From March 2020 to February 2021, 184 patients with breast cancer cN0, candidate to SLNB were enrolled at Breast Surgery of Verona.

The inclusion criteria were:

  • Patients between 18 and 90 years old;
  • cT1-2 breast cancer;
  • Axillary lymph nodes negative on ultrasound or MRI investigations, or with negative axillary biopsy (cN0) candidates for SLNB.

The exclusion criteria were:

  • Pregnancy or lactation;
  • Previous homolateral complete axillary dissection.

All the patients included in the study were informed of the procedure and were asked to sign a specific informed consent. All the procedure of SLNB was performed using Verdye®—Diagnostic Green Gmbh (ICG) as only tracer.

ICG is a vital fluorescent dye with a molecular weight of 776 Da, which turns out a dark green coloration in ambient light and fluorescence spectrum in the infrared wavelength (700 nm to 1 mm).

For intraoperative and transcutaneous observation of ICG fluorescence, was used the photodynamic system NOVADAQ SPY Elite system (Stryker®).

This system uses a Laser diode at 806 nm to stimulate up to 18.5×13.5 cm2 surface and a high-resolution camera (1,024×768) for recording the fluorescent signal.

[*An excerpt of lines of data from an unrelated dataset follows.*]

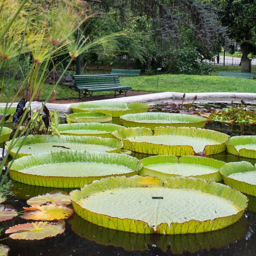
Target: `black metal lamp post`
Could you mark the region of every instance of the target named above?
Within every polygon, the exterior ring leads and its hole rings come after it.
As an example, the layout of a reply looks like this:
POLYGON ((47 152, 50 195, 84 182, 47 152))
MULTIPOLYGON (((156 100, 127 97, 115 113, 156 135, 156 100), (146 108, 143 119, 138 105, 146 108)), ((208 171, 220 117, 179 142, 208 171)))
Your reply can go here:
POLYGON ((158 71, 158 75, 157 75, 157 88, 158 88, 158 79, 159 79, 159 72, 162 69, 162 68, 158 68, 157 71, 158 71))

The photodynamic system causes the excitation of the fluorescent tracer that emits a light signal in the infrared spectrum: this signal is then captured by the high-resolution camera, creating a real time image on monitor.

This procedure is carried out in the operating room with the lights off, to improve the identification of the light signal. The depth of observation allowed by the system is about 3 cm, even on the skin.

Medical equipment allows four different display modes (Figure 1): white light mode, color mode with fluorescence overlay (OVERLAY), color segmental fluorescence (CSF) mode for qualitative quantification of the concentration of the ICG tracer, fluorescence SPY mode.

Figure 1 Four different display modes to view.

In the operating room, during induction of anaesthesia and before the preparation of the surgical field, surgeons injected a total of 1.0 mL of Verdye® (25 mg/mL reconstituted with 10 mL of NaCl 0.9%) dividing the amount in 4 shots of 0.25 mL in the peri-areolar site, approximately at 3, 6, 9, 12 o’clock. After the injection, the breast was gently massaged to facilitate lymphatic uptake of the dye.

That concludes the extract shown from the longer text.